Selon lui, il y a encore beaucoup de perceptions fausses face à l’immersion en eau glacée. « Un bon nombre de gens pensent que si l’on va en eau glacée, on aura une hypothermie sévère en quelques minutes. La réalité et la physiologie de la situation, c’est qu’au début, il sera difficile de respirer. On fait de l’hyper-ventilation et il suffit de contrôler sa respiration. Ensuite, ça partira. Nous disons aux gens qu’ils ont une minute pour prendre le contrôle de leur respiration. Ensuite, dix minutes d’activités physiques nécessaires pour s’en sortir et environ une heure de conscience. Ça donne le principe que nous n’avons pas à tout faire dans la première minute. Il suffit de survivre la première minute et ensuite essayer de monter sur la glace. Si on n’y arrive pas, on se place en position sécuritaire et on arrête de batailler, puisque les choses ne s’amélioreront pas ».

Au cours de la conférence offerte aux militaires, aux policiers et au personnel responsable des missions de recherche et de secours, le professeur a fait valoir que si quelqu’un ne pouvait s’en sortir, il avait à étendre ses bras sur la glace, devant lui. « La personne doit espérer que ses bras gèlent sur la glace avant de perdre conscience. Ainsi, lorsque ça arrivera, elle ne glissera pas sous l’eau et ne se noiera pas ». Le Dr Giesbrecht a même fait remarquer que des personnes avaient été sauvées puisque leur barbe était restée collée sur la glace, leur évitant ainsi la noyade, malgré la perte de conscience.

« C’est bien comme travail, puisque je vois des résultats. Je peux partager l’information de manière différente. Quelqu’un m’a déjà dit qu’il avait vu mon documentaire sur le canal Discovery et qu’un mois et demi plus tard, il est passé à travers la glace et qu’il a fait tout ce qu’il a appris dans le documentaire et il s’en est sorti », se souvient le scientifique.

En fait, le Dr Giesbrecht a fait trois vidéos de la sorte. Au cours du premier vidéo, on le voit passer à travers la glace alors qu’il pratique le ski de fond. Absolument frigorifié, il y explique les différentes étapes à suivre pour s’en sortir. Dans le second vidéo, il se retrouve à l’eau alors qu’il fait de la motoneige de nuit et qu’il ne voit pas l’eau libre devant lui. Portant des vêtements non flottants, l’intervention des secouristes lui est nécessaire pour éviter la noyade. En six minutes, il n’avait plus l’énergie ou la force de tenter de nager pour rejoindre les glaces, contrairement à son compagnon, qui portait un habit de motoneige flottant. Enfin, le troisième vidéo porte sur la survie après s’être retrouvé à l’eau, sans moyen de locomotion pour retourner à la civilisation. Pour l’occasion, il a passé une nuit complète en forêt après s’être retrouvé en eau glacée.

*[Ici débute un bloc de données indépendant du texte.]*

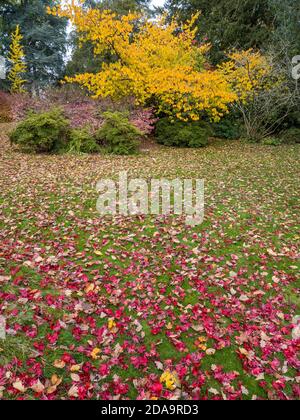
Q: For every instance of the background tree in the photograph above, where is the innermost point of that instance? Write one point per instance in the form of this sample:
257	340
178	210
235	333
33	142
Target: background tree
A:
16	56
44	39
240	24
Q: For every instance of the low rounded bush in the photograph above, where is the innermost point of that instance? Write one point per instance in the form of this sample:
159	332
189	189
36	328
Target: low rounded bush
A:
182	134
227	128
81	141
39	133
117	134
292	135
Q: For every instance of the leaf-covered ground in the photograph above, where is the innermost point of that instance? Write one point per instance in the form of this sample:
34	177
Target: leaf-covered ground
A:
145	307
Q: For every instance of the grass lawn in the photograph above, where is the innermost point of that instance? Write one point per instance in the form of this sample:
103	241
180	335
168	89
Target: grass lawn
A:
100	307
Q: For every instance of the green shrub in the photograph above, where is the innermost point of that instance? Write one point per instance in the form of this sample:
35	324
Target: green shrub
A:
292	135
118	135
227	128
81	141
40	132
182	134
271	141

« Je ne fais pas beaucoup de démonstrations comme celles-là. La plupart du temps, je fais ça en laboratoire. Je suis branché sur une machine et il y a un médecin avec moi et c’est très bien contrôlé », laisse entendre celui qui a atteint le plus bas niveau de température corporelle au cours d’une expérience scientifique. Alors que la température corporelle de l’humain doit être de 37,5 degrés Celcius, lui s’est retrouvé à 31,2 degrés. Selon M. Giesbrecht, le point risqué est de 28 degrés. Cependant, chaque degré constitue une énorme différence dans la manière avec laquelle le corps réagira. « À 33 degrés, nos sujets ont pris un bain chaud et sont repartis poursuivre le reste de leur journée. À 32 degrés, ils étaient totalement exténués », dit-il.

« Je fais moi-même ces expériences pour plusieurs raisons. La première, c’est qu’elles sont brutales et je veux le faire pour dire aux autres sujets que je les ai moi-même faites et que je sais ce dont je parle. Je ne leur demande pas de faire des choses que je ne ferais pas moi-même. L’autre raison, c’est que si je peux en faire l’expérience, ça m’aide à expliquer les résultats au public », d'expliquer le scientifique dont les tests médicaux n’indiquent aucun problème cardiaque.

« Si l’on refroidit quelqu’un de trois ou quatre degrés, il n’y a pas d’effet secondaire majeur. Nous avons eu quelques personnes qui ont été dans l’eau froide longtemps et qui ont senti leurs doigts engourdis pendant un bout de temps, mais ce sont des dommages locaux aux tissus. Il n’y a pas de dommage aux organes vitaux ».